What happened when the popular brand Oakley got in the way? Luxottica bought them out, too.
The consequence of Luxottica’s reign is that a pair of Ray-Bans that would have cost $29 in 1999 can now set you back $150 or more. And when you walk into LensCrafters, don’t expect to buy anything for less than $200.
Has the quality changed? No. The simple fact is that companies like Luxottica have hotels on both Boardwalk and Park Place and are waiting for you to roll.
That’s right: Mergers suck.
The airline industry especially has been riddled with merger deals. According to Janet Al-Saad of mintlife.com, we can expect prices to rise in this industry.
Now, whether the InBev-Grupo Modelo merger will doom the beer industry to the same fate is yet to be seen, but the simple fact is that mergers in business are not to your benefit.

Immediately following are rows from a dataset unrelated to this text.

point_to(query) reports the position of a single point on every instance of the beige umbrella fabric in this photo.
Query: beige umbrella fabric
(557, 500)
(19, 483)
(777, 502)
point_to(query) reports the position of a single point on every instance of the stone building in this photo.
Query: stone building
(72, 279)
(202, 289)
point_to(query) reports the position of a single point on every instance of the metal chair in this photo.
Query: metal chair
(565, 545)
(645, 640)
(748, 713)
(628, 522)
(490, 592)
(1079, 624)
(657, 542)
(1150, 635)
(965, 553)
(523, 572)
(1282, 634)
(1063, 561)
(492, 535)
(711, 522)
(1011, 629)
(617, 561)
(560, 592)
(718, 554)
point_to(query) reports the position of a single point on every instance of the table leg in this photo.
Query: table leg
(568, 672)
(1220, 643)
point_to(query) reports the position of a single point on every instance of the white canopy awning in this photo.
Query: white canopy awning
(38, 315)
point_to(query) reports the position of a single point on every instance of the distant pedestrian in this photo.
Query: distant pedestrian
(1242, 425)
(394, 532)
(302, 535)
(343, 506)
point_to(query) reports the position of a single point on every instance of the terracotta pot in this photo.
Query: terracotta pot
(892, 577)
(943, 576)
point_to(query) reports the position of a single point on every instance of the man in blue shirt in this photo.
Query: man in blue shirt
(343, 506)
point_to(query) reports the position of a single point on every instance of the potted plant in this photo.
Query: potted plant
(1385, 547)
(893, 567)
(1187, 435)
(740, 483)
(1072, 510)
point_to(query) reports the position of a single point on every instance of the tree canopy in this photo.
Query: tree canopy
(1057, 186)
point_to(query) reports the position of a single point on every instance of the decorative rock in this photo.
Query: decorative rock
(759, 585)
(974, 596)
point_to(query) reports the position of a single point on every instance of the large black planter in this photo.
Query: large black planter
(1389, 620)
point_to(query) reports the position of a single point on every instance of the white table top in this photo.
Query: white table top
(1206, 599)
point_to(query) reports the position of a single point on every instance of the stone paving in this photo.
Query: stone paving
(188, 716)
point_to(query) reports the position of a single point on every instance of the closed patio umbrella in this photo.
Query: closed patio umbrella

It may well be that the next time you kick back at the bar you may be emptying your wallet faster than usual.
Do I agree with the government getting involved in private corporations? Not especially; however, that‘s not the point.
As companies are making big bucks with almost no competition, we are the ones who pay–literally.
As college students, money is a big part of our lives simply because most of us aren’t lucky enough to have any. So when two companies hook up, it is in our best interest to pay attention and hope for a divorce.